今回は昨年弾いた定番「リベルタンゴ」と「天使のミロンガ」に加え、名曲として知られる「ブエノスアイレスの四季」を演奏する予定です。ちなみに「リベルタンゴ」は今回始めたばかりのチェロで弾いちゃおうかな(って大胆なんだから)!
で、実は「四季」はちゃんと「四季」として認識して聴いたことがなかったのでありまして、まずはいきなり楽譜を頂戴して弾いてみたものの、やはりしっかりとしたイメージ作りをしておかないとお客様にも楽曲にも失礼なので、急いでCDを注文しました。
当然、ピアソラ本人の演奏がいいですよね。それで結局このライヴ盤を購入しました。

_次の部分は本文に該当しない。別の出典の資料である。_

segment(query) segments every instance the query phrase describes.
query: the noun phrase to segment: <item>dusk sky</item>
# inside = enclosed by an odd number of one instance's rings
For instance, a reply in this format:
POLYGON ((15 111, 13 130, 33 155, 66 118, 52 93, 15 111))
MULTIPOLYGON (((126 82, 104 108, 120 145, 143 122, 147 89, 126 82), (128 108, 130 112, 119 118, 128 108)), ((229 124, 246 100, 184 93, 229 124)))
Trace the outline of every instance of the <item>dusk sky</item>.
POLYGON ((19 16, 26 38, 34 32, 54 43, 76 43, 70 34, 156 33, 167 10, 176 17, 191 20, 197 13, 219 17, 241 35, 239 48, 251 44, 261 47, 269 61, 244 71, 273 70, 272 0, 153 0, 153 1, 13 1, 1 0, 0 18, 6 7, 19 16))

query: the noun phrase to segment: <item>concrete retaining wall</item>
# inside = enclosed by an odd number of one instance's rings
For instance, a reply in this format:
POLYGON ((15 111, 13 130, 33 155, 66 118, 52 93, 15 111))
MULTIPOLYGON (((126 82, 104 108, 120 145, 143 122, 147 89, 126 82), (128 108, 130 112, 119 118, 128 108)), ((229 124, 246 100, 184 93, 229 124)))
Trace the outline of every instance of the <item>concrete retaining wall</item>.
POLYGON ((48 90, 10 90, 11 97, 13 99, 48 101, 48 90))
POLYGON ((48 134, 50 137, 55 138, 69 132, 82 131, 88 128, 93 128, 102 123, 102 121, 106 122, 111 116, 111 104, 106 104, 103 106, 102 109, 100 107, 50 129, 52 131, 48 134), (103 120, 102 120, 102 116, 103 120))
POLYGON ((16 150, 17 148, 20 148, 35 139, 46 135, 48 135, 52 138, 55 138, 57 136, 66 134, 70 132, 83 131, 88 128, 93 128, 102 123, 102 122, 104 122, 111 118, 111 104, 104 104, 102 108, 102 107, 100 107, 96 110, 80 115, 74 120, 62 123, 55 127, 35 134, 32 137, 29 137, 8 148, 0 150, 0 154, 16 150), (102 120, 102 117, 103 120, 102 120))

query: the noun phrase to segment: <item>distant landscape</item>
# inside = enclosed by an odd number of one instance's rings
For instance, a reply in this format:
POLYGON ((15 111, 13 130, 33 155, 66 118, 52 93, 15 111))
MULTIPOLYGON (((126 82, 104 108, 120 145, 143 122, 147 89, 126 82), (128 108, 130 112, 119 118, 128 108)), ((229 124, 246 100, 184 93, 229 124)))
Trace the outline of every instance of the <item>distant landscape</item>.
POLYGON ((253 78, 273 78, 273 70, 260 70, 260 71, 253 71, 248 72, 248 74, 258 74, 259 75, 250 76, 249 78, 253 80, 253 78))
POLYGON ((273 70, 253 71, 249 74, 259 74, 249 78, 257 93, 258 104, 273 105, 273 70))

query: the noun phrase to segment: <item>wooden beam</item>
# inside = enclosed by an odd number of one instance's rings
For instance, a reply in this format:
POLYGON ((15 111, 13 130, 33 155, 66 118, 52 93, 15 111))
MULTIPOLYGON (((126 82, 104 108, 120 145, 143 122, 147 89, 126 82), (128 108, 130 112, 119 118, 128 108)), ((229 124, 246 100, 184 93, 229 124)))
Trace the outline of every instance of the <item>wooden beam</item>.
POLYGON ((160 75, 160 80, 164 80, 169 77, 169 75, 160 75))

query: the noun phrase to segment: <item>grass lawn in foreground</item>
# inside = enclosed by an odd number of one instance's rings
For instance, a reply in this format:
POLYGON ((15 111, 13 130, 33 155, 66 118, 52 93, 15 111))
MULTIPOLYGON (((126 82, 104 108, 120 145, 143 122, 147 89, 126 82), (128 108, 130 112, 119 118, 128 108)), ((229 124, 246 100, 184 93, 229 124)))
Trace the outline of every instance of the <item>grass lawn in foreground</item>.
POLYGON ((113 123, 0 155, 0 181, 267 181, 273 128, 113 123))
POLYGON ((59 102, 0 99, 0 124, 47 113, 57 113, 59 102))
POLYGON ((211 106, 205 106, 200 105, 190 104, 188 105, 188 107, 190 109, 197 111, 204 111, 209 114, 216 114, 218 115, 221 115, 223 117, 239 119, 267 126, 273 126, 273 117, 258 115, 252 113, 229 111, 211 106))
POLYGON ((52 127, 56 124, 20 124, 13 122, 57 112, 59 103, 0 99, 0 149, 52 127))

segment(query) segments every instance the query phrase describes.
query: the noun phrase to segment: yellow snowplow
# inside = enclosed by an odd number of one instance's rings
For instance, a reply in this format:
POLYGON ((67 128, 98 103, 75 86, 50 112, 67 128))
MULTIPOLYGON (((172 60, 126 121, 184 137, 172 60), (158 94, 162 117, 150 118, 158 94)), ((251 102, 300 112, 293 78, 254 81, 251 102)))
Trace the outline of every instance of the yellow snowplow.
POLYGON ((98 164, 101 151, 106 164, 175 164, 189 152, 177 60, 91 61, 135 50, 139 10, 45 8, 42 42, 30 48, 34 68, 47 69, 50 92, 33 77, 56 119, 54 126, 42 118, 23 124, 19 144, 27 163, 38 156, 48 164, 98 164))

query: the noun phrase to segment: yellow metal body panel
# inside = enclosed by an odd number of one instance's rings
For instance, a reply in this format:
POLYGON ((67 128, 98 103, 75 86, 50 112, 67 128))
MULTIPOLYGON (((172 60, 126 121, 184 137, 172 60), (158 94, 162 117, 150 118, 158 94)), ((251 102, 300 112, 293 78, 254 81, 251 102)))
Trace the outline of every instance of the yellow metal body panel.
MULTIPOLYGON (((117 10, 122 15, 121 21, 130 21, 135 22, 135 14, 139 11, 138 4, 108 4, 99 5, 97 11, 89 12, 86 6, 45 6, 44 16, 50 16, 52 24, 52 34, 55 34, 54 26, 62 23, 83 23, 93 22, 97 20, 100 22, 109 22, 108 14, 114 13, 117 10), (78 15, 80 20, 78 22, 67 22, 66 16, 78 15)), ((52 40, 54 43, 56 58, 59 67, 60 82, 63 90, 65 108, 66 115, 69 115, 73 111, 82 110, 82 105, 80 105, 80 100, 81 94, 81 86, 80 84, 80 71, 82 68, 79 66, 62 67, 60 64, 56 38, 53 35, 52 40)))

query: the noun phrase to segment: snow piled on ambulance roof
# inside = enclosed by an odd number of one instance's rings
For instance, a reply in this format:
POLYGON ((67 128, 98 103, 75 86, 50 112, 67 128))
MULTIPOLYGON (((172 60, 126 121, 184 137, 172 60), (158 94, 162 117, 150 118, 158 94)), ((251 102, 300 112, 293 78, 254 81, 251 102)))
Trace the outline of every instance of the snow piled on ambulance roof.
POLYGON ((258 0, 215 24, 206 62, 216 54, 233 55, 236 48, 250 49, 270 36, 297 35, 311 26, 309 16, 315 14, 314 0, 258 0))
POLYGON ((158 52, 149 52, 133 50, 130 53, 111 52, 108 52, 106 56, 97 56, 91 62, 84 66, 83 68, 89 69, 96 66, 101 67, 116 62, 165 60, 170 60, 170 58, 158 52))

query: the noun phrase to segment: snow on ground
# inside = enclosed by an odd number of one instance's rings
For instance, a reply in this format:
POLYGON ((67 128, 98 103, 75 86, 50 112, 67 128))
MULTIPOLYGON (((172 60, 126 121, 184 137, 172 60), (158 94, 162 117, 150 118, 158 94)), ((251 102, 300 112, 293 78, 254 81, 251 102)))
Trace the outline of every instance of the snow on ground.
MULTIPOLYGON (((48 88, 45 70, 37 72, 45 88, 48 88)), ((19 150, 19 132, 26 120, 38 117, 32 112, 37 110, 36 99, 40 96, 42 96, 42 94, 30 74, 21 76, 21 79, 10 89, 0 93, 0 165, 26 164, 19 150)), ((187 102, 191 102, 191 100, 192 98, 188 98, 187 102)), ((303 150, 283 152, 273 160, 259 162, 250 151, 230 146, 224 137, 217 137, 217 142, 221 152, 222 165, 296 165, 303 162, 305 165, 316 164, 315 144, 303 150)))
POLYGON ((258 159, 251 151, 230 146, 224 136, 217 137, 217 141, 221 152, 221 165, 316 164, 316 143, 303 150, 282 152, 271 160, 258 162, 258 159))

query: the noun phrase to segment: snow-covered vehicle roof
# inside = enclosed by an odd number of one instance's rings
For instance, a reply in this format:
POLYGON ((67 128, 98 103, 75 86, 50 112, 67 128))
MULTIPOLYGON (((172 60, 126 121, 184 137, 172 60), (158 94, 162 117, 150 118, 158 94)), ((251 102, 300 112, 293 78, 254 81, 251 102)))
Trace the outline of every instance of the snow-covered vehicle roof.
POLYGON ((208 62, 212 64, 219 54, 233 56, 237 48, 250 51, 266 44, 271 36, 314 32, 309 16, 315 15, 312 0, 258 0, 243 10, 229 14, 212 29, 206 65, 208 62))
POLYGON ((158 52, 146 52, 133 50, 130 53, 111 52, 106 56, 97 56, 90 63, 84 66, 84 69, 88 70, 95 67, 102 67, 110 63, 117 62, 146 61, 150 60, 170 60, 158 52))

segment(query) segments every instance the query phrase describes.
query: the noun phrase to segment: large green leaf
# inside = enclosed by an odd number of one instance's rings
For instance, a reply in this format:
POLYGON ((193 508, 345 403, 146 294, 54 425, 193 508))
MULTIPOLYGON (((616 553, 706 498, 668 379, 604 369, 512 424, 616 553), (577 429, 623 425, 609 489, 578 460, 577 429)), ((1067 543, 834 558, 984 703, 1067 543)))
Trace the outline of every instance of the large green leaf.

聴いてみまして、とにかく感心、感動。カッコいいっすね。オシャレでエキサイティング。天才音楽家としかいいようがないですな。
ピアソラの楽曲は、やはり伝統的なタンゴの語法と言うより、クラシックの語法に近い。特にバロック音楽の影響が色濃く感じられます。楽譜づらがもうすでにバロックしてますし。また、楽譜と実際の演奏との関係においても、バロックに非常に近い。だから私たちバロック畑で経験を積んでいるものにとっては、けっこうとっつきやすいのです。しかし、実際やってみると、これがねえ…。
ある程度形にはなるんですよ。それは楽曲が本当にしっかりしているから。バッハなんかもそうですが、まあ楽譜通り弾いてもなんとか聴ける音楽にはなる。しかし、そこからが難しいんですよ。
今回はバッハとコレルリも演奏します。コレルリのヴァイオリン・ソナタも、非常にシンプルにしかし完璧に作られています。そして楽譜通り弾くことは許されない。あ〜、難しい。時間もないしなあ。とにかく頑張るしかありません。
そんな感じですので、このCDをよく聴きこんで、ピアソラやアグリの演奏から多くを学びたいと思っております。なんて、ホントはアイデアを拝借するのでした(笑)。
ところで、ふだんはバロック・ヴァイオリンを弾く機会の多いワタクシでありますが、このピアソラに出会ってから、モダン楽器もいいもんだなあ、と思うようになりました。特にピアソラを弾くと、自分の中の何かが解放される感じがします。自分でもビックリなのですが、泣きのヴァイオリンというのが意外に得意なようなのです。もともとモダン楽器から入った人間ではありませんので、いわゆる語るような弓遣いというのが、純正のクラシックではない、つまりちょっと生活臭のする俗っぽい音楽に向いているのかもしれません。
この前のブルーグラス(カントリー)もそうですけれど、とにかく、この歳になって新しい演奏領域ができたこと、本当にうれしく思います。ありがたや、ありがたや。やっぱり縁は大切です。